1
votes

I have a problem connecting two points with the same y value. My dataset looks like this (I hope the formatting is ok):

attackerip,min,max
125.88.146.123,2016-03-29 17:38:17.949778,2016-03-30 07:28:47.912983
58.218.205.101,2016-04-05 15:53:20.69986,2016-05-12 17:32:08.583255
183.3.202.195,2016-04-05 15:58:27.862509,2016-04-15 18:15:13.117774
58.218.199.166,2016-04-05 16:09:34.448588,2016-04-24 06:02:12.237922
58.218.204.107,2016-04-05 16:57:17.624509,2016-05-31 00:52:44.007908

What I have so far is the following:

mydata = read.csv("timeline.csv", sep=',')
mydata$min <- strptime(as.character(mydata$min), format='%Y-%m-%d %H:%M:%S')
mydata$max <- strptime(as.character(mydata$max), format='%Y-%m-%d %H:%M:%S')
plot(mydata$min, mydata$attackerip, col="red")
points(mydata$max, mydata$attackerip, col="blue")

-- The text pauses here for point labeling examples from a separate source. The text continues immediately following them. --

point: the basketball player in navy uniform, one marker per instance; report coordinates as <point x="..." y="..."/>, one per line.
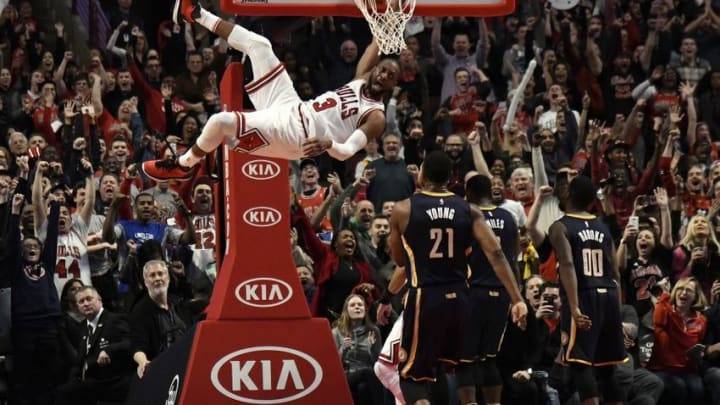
<point x="490" y="300"/>
<point x="591" y="315"/>
<point x="430" y="236"/>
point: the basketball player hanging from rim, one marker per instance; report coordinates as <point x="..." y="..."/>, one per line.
<point x="340" y="122"/>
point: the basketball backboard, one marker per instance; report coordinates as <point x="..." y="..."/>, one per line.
<point x="467" y="8"/>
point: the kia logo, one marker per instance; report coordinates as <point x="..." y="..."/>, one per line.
<point x="262" y="217"/>
<point x="263" y="292"/>
<point x="266" y="375"/>
<point x="261" y="169"/>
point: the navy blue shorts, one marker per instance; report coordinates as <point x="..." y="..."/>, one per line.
<point x="603" y="343"/>
<point x="486" y="326"/>
<point x="434" y="322"/>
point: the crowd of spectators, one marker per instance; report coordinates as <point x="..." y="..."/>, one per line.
<point x="107" y="268"/>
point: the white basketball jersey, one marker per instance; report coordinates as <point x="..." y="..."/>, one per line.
<point x="339" y="112"/>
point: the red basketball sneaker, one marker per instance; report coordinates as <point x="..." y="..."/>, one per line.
<point x="168" y="169"/>
<point x="186" y="9"/>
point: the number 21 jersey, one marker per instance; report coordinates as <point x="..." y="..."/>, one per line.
<point x="592" y="250"/>
<point x="437" y="239"/>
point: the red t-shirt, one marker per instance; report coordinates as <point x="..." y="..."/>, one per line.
<point x="674" y="336"/>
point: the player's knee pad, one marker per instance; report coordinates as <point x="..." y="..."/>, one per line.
<point x="584" y="381"/>
<point x="489" y="374"/>
<point x="611" y="388"/>
<point x="414" y="391"/>
<point x="466" y="374"/>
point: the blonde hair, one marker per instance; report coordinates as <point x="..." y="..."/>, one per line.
<point x="343" y="323"/>
<point x="700" y="300"/>
<point x="690" y="241"/>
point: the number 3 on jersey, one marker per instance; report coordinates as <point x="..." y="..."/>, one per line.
<point x="592" y="263"/>
<point x="436" y="235"/>
<point x="329" y="103"/>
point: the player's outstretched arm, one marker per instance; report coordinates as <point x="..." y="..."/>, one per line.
<point x="368" y="60"/>
<point x="566" y="270"/>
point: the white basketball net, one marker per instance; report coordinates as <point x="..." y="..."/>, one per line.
<point x="388" y="26"/>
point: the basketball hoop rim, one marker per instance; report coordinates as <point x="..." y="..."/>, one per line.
<point x="350" y="10"/>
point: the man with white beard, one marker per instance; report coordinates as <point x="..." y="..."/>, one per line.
<point x="154" y="321"/>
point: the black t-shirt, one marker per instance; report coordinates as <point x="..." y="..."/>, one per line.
<point x="640" y="276"/>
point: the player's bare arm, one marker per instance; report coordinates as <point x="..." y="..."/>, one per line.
<point x="493" y="251"/>
<point x="397" y="280"/>
<point x="384" y="309"/>
<point x="398" y="223"/>
<point x="566" y="270"/>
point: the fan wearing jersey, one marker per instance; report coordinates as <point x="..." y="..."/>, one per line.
<point x="72" y="252"/>
<point x="203" y="219"/>
<point x="591" y="319"/>
<point x="283" y="126"/>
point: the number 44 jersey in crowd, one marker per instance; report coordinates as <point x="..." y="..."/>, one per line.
<point x="592" y="250"/>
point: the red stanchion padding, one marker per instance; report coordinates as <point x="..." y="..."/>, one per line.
<point x="265" y="362"/>
<point x="259" y="344"/>
<point x="257" y="279"/>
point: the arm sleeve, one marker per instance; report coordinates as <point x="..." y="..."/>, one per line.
<point x="354" y="143"/>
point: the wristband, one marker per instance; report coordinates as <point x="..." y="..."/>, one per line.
<point x="386" y="297"/>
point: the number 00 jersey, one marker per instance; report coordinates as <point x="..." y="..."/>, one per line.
<point x="592" y="248"/>
<point x="437" y="239"/>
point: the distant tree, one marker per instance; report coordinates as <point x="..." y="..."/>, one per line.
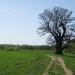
<point x="59" y="25"/>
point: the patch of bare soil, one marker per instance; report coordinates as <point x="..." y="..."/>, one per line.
<point x="60" y="61"/>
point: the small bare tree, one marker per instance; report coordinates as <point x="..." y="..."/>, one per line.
<point x="59" y="25"/>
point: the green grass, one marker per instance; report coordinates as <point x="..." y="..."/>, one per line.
<point x="69" y="60"/>
<point x="23" y="62"/>
<point x="56" y="69"/>
<point x="32" y="62"/>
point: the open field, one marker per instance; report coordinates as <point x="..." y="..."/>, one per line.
<point x="32" y="62"/>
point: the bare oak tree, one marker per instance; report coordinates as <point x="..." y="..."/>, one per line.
<point x="59" y="25"/>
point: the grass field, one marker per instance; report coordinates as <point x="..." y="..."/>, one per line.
<point x="32" y="62"/>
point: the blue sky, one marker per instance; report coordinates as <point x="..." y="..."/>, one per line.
<point x="19" y="19"/>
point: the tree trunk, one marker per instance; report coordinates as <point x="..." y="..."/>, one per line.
<point x="59" y="49"/>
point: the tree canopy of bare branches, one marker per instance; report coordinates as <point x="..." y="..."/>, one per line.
<point x="59" y="24"/>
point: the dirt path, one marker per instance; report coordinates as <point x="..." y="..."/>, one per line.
<point x="66" y="70"/>
<point x="61" y="62"/>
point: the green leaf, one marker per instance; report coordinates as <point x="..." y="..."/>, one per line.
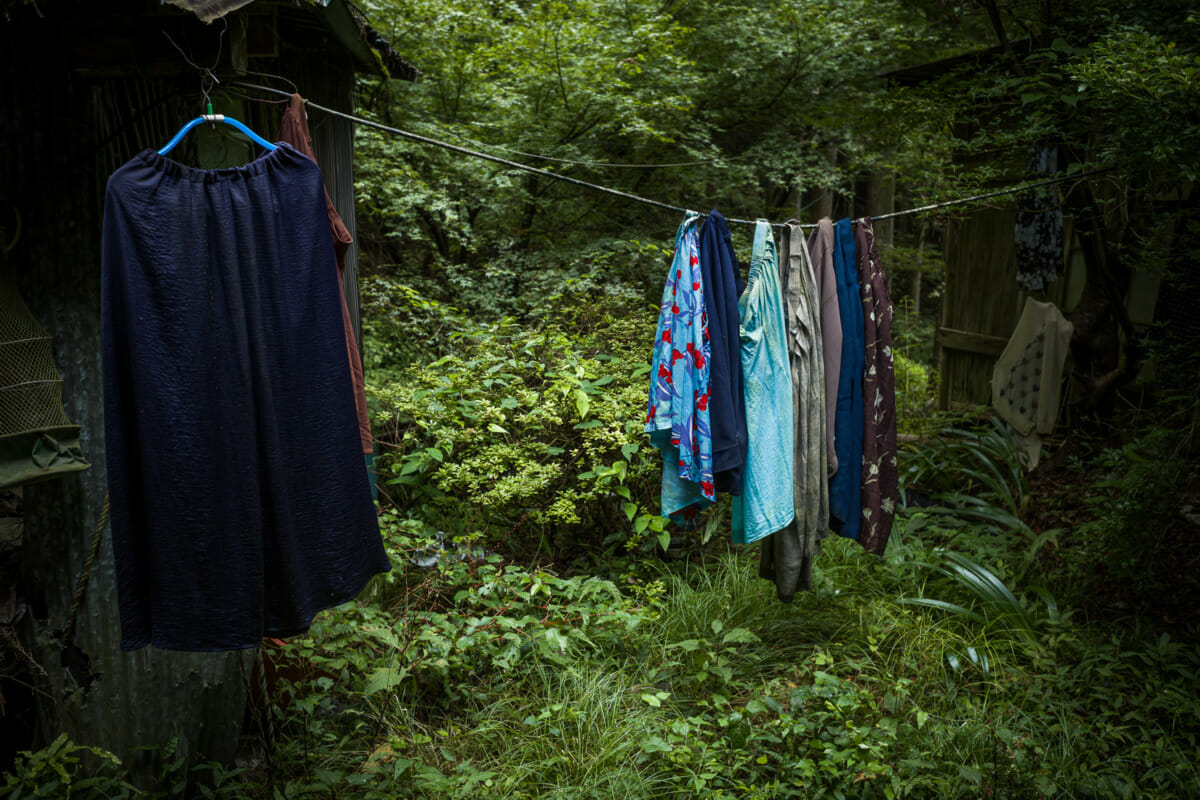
<point x="739" y="636"/>
<point x="384" y="678"/>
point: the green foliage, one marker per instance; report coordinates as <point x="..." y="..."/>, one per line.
<point x="526" y="437"/>
<point x="1134" y="506"/>
<point x="64" y="769"/>
<point x="916" y="388"/>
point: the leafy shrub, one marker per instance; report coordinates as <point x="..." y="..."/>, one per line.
<point x="916" y="388"/>
<point x="532" y="438"/>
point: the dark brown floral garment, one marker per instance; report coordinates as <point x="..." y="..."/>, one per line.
<point x="880" y="474"/>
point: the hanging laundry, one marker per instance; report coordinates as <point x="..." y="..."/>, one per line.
<point x="1038" y="229"/>
<point x="786" y="557"/>
<point x="678" y="413"/>
<point x="1026" y="382"/>
<point x="294" y="130"/>
<point x="723" y="287"/>
<point x="239" y="498"/>
<point x="845" y="487"/>
<point x="821" y="252"/>
<point x="766" y="503"/>
<point x="881" y="480"/>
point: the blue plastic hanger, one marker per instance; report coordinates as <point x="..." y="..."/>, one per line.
<point x="215" y="118"/>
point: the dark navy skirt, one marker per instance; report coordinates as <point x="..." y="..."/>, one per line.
<point x="240" y="505"/>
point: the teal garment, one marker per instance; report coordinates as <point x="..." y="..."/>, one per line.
<point x="766" y="503"/>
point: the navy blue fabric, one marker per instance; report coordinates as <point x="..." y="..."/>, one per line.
<point x="846" y="485"/>
<point x="723" y="287"/>
<point x="240" y="505"/>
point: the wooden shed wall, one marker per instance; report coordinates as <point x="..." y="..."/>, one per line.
<point x="73" y="116"/>
<point x="982" y="301"/>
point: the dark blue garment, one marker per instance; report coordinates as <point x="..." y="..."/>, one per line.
<point x="239" y="499"/>
<point x="723" y="287"/>
<point x="845" y="487"/>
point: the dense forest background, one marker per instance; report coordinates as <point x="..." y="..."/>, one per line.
<point x="544" y="633"/>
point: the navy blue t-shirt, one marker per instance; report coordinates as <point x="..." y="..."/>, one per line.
<point x="723" y="287"/>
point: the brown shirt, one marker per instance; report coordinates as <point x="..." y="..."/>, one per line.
<point x="880" y="474"/>
<point x="294" y="130"/>
<point x="821" y="252"/>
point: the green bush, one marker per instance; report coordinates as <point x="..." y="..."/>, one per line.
<point x="532" y="438"/>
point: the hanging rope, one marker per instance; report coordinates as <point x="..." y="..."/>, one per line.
<point x="485" y="156"/>
<point x="85" y="573"/>
<point x="598" y="187"/>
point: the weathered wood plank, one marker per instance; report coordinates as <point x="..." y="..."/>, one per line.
<point x="971" y="342"/>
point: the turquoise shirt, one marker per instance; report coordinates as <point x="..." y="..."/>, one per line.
<point x="766" y="503"/>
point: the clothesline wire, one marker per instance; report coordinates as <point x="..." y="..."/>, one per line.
<point x="598" y="187"/>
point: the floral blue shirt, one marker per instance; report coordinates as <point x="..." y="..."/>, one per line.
<point x="677" y="415"/>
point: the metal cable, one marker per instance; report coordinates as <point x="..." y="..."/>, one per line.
<point x="597" y="187"/>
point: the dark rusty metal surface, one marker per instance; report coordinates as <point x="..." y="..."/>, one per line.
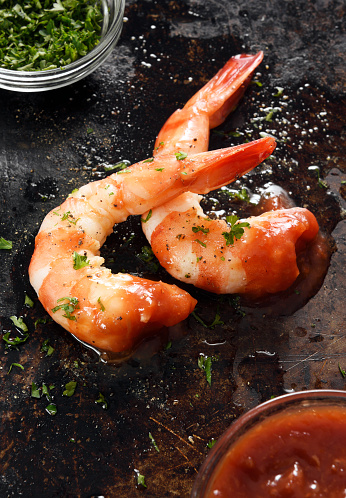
<point x="53" y="142"/>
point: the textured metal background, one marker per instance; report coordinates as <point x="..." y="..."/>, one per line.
<point x="53" y="142"/>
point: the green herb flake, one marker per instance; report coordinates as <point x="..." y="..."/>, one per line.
<point x="200" y="243"/>
<point x="70" y="388"/>
<point x="35" y="392"/>
<point x="279" y="92"/>
<point x="101" y="400"/>
<point x="46" y="348"/>
<point x="147" y="217"/>
<point x="15" y="365"/>
<point x="79" y="261"/>
<point x="28" y="301"/>
<point x="343" y="372"/>
<point x="118" y="166"/>
<point x="5" y="244"/>
<point x="13" y="342"/>
<point x="38" y="36"/>
<point x="200" y="229"/>
<point x="214" y="323"/>
<point x="69" y="307"/>
<point x="19" y="323"/>
<point x="211" y="443"/>
<point x="141" y="480"/>
<point x="51" y="409"/>
<point x="204" y="363"/>
<point x="154" y="442"/>
<point x="180" y="155"/>
<point x="237" y="229"/>
<point x="101" y="305"/>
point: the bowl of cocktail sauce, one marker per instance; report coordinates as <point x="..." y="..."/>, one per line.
<point x="291" y="446"/>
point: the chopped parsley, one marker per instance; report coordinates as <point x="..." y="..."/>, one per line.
<point x="68" y="216"/>
<point x="343" y="372"/>
<point x="46" y="348"/>
<point x="35" y="392"/>
<point x="79" y="261"/>
<point x="39" y="35"/>
<point x="118" y="166"/>
<point x="211" y="443"/>
<point x="148" y="217"/>
<point x="154" y="442"/>
<point x="242" y="195"/>
<point x="13" y="342"/>
<point x="51" y="409"/>
<point x="180" y="155"/>
<point x="101" y="305"/>
<point x="204" y="363"/>
<point x="28" y="301"/>
<point x="215" y="322"/>
<point x="69" y="307"/>
<point x="15" y="365"/>
<point x="141" y="480"/>
<point x="279" y="92"/>
<point x="19" y="323"/>
<point x="201" y="243"/>
<point x="70" y="388"/>
<point x="5" y="244"/>
<point x="101" y="400"/>
<point x="237" y="229"/>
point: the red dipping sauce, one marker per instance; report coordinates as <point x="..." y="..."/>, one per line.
<point x="292" y="446"/>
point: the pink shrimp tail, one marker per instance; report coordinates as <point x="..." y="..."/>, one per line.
<point x="223" y="92"/>
<point x="220" y="167"/>
<point x="188" y="128"/>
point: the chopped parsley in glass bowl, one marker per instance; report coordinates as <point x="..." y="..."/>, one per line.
<point x="47" y="44"/>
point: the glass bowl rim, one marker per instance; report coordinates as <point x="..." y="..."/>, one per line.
<point x="224" y="442"/>
<point x="86" y="64"/>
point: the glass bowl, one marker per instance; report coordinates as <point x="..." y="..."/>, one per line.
<point x="218" y="474"/>
<point x="37" y="81"/>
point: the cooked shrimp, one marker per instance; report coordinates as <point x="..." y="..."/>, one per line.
<point x="195" y="249"/>
<point x="207" y="254"/>
<point x="187" y="129"/>
<point x="115" y="312"/>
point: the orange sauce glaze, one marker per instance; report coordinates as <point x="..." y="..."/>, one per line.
<point x="298" y="454"/>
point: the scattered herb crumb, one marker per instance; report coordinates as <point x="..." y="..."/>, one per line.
<point x="19" y="323"/>
<point x="154" y="442"/>
<point x="343" y="372"/>
<point x="15" y="365"/>
<point x="101" y="400"/>
<point x="5" y="244"/>
<point x="70" y="388"/>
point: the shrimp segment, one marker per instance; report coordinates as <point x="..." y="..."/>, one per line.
<point x="115" y="312"/>
<point x="192" y="248"/>
<point x="196" y="250"/>
<point x="187" y="129"/>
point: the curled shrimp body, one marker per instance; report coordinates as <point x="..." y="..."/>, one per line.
<point x="200" y="251"/>
<point x="115" y="312"/>
<point x="197" y="250"/>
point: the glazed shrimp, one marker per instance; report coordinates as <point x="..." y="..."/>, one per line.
<point x="115" y="312"/>
<point x="187" y="129"/>
<point x="199" y="251"/>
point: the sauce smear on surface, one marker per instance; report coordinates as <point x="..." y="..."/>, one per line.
<point x="300" y="453"/>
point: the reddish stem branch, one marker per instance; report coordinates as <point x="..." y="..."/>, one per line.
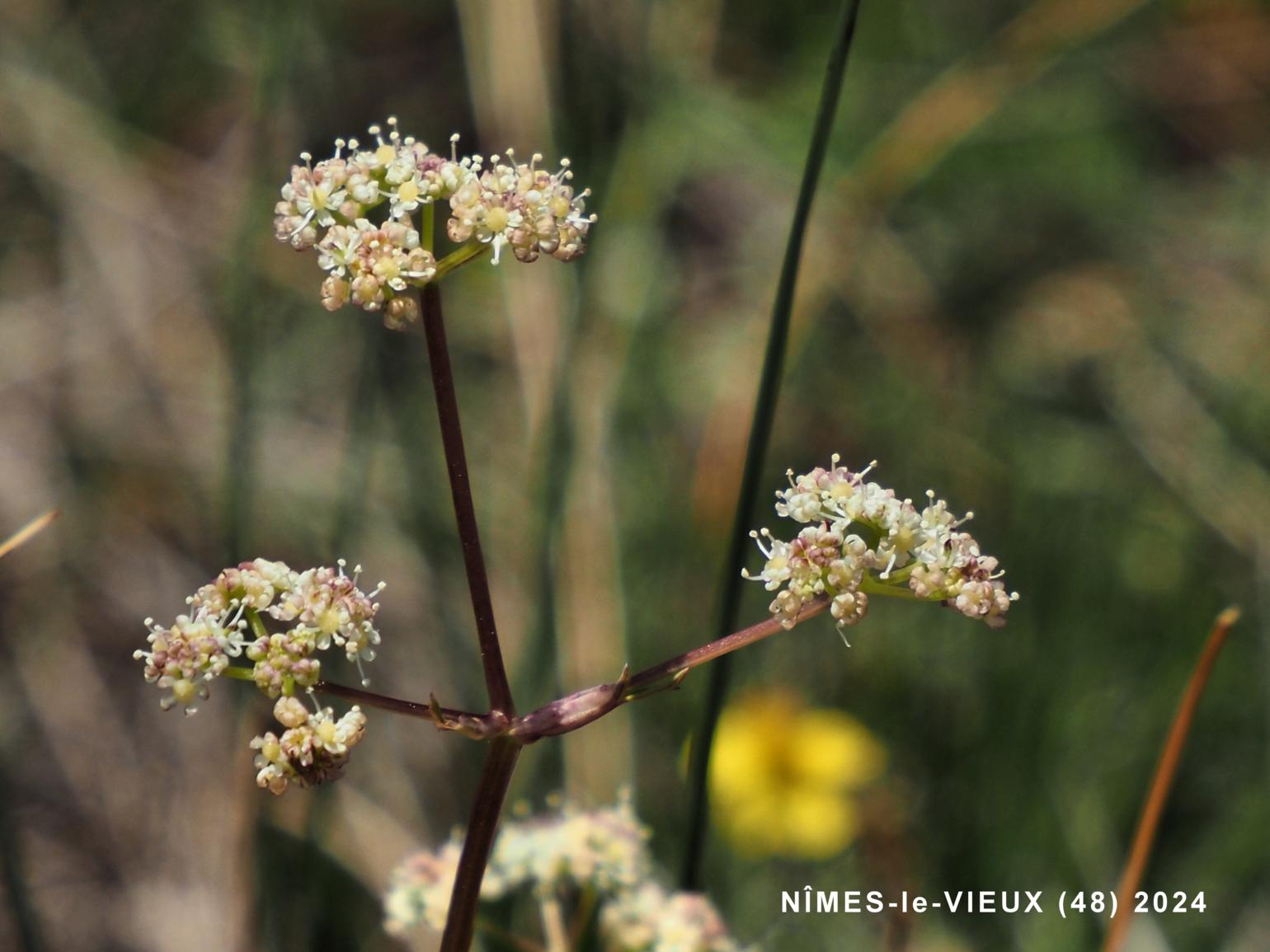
<point x="582" y="707"/>
<point x="491" y="791"/>
<point x="465" y="512"/>
<point x="1164" y="781"/>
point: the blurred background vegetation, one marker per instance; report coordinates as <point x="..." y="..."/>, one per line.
<point x="1037" y="279"/>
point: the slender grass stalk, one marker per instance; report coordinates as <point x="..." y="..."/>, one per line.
<point x="760" y="438"/>
<point x="1164" y="781"/>
<point x="460" y="489"/>
<point x="491" y="791"/>
<point x="27" y="532"/>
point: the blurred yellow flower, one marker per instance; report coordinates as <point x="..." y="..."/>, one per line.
<point x="783" y="776"/>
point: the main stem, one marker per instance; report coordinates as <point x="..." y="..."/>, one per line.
<point x="496" y="777"/>
<point x="760" y="435"/>
<point x="460" y="489"/>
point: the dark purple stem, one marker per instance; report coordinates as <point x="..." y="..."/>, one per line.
<point x="494" y="778"/>
<point x="460" y="489"/>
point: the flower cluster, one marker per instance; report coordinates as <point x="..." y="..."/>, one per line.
<point x="494" y="202"/>
<point x="861" y="540"/>
<point x="557" y="857"/>
<point x="651" y="919"/>
<point x="322" y="607"/>
<point x="313" y="749"/>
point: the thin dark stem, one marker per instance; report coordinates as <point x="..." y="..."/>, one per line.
<point x="573" y="711"/>
<point x="460" y="489"/>
<point x="492" y="790"/>
<point x="760" y="435"/>
<point x="583" y="707"/>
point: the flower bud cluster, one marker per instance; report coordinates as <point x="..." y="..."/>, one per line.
<point x="322" y="607"/>
<point x="861" y="540"/>
<point x="498" y="202"/>
<point x="651" y="919"/>
<point x="313" y="749"/>
<point x="562" y="855"/>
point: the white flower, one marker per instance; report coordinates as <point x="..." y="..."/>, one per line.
<point x="912" y="552"/>
<point x="313" y="749"/>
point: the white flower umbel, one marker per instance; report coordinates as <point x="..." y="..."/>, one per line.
<point x="313" y="749"/>
<point x="355" y="209"/>
<point x="557" y="857"/>
<point x="322" y="607"/>
<point x="651" y="919"/>
<point x="861" y="540"/>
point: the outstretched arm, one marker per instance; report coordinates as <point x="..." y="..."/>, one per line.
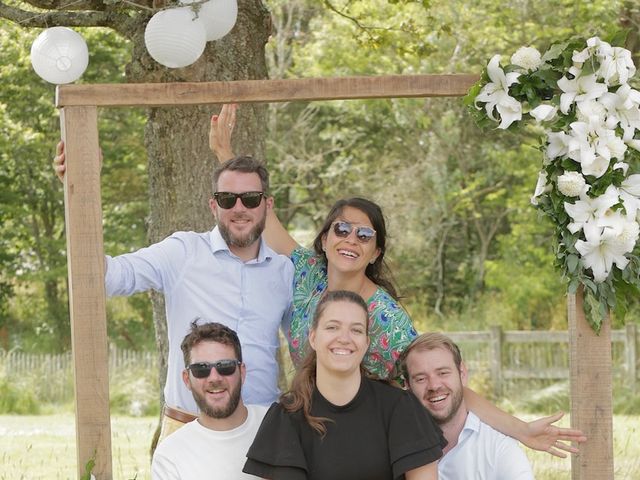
<point x="539" y="434"/>
<point x="276" y="236"/>
<point x="58" y="161"/>
<point x="425" y="472"/>
<point x="59" y="166"/>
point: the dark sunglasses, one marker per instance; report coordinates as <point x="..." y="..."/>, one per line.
<point x="344" y="229"/>
<point x="227" y="200"/>
<point x="223" y="367"/>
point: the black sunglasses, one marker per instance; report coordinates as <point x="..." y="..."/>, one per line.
<point x="344" y="229"/>
<point x="223" y="367"/>
<point x="227" y="200"/>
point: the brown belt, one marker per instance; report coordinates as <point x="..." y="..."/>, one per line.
<point x="178" y="415"/>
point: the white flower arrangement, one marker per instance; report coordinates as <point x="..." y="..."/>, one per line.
<point x="579" y="92"/>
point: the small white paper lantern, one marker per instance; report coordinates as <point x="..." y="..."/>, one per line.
<point x="59" y="55"/>
<point x="175" y="38"/>
<point x="218" y="16"/>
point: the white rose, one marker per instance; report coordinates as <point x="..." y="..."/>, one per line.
<point x="571" y="184"/>
<point x="527" y="57"/>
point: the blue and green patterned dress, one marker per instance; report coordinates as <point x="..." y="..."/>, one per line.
<point x="390" y="328"/>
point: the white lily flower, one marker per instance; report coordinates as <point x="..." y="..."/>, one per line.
<point x="572" y="184"/>
<point x="591" y="108"/>
<point x="621" y="166"/>
<point x="602" y="249"/>
<point x="495" y="95"/>
<point x="580" y="89"/>
<point x="589" y="209"/>
<point x="617" y="66"/>
<point x="541" y="187"/>
<point x="593" y="145"/>
<point x="633" y="143"/>
<point x="622" y="229"/>
<point x="631" y="205"/>
<point x="558" y="145"/>
<point x="527" y="57"/>
<point x="544" y="113"/>
<point x="595" y="47"/>
<point x="631" y="184"/>
<point x="623" y="108"/>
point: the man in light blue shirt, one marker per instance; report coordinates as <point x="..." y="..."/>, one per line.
<point x="436" y="375"/>
<point x="228" y="275"/>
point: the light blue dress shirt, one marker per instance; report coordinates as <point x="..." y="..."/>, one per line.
<point x="483" y="453"/>
<point x="200" y="277"/>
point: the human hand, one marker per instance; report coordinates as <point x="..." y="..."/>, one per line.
<point x="59" y="166"/>
<point x="58" y="161"/>
<point x="542" y="435"/>
<point x="220" y="132"/>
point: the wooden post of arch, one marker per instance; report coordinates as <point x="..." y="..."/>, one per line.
<point x="85" y="242"/>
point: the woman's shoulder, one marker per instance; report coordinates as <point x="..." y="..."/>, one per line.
<point x="384" y="389"/>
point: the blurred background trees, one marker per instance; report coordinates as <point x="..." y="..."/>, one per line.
<point x="466" y="247"/>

Which results in: this Plot

Now I want to connect the points with the same y-axis value. And can not get lines or abline to work. Thanks in Advance!

EDIT: dput of data

dput(mydata)
structure(list(attackerip = structure(c(1L, 5L, 2L, 3L, 4L), .Label = c("125.88.146.123", 
"183.3.202.195", "58.218.199.166", "58.218.204.107", "58.218.205.101"
), class = "factor"), min = structure(1:5, .Label = c("2016-03-29 17:38:17.949778", 
"2016-04-05 15:53:20.69986", "2016-04-05 15:58:27.862509", "2016-04-05 16:09:34.448588", 
"2016-04-05 16:57:17.624509"), class = "factor"), max = structure(c(1L, 
4L, 2L, 3L, 5L), .Label = c("2016-03-30 07:28:47.912983", "2016-04-15 18:15:13.117774", 
"2016-04-24 06:02:12.237922", "2016-05-12 17:32:08.583255", "2016-05-31 00:52:44.007908"
), class = "factor")), .Names = c("attackerip", "min", "max"), class = "data.frame", row.names = c(NA, 
-5L))

Final Edit:

The reason why plotting lines did not work was, that the datatype of min and max was timestamps. Casting those to numeric values yielded the expected result. Thanks for your help everyone

1
Will edit it in but that looks even worse.Wirsiing

1 Answers

3
votes

The lines function should work just fine. However, you will need to call it for every pair (or set) of points that share the same y value. Here is a reproducible example:

# get sets of observations with the same y value
dupeVals <- unique(y[duplicated(y) | duplicated(y, fromLast=T)])
# put the corresponding indices into a list
dupesList <- lapply(dupeVals, function(i) which(y == i))

# scatter plot
plot(x, y)
# plot the lines using sapply
sapply(dupesList, function(i) lines(x[i], y[i]))

This returns

enter image description here

data

set.seed(1234)
x <- sort(5* runif(30))
y <- sample(25, 30, replace=T)

As it appears that you have two separate groups for which you would like draw these lines, the following would be the algorithm:

  1. for each group, (min and max, I believe)
    • calculate the duplicate values of the y variable
    • put the indicies of these duplicates into a dupesList (maybe dupesListMin and dupesListMax).
  2. plot the points
  3. run one sapply function on each dupesList.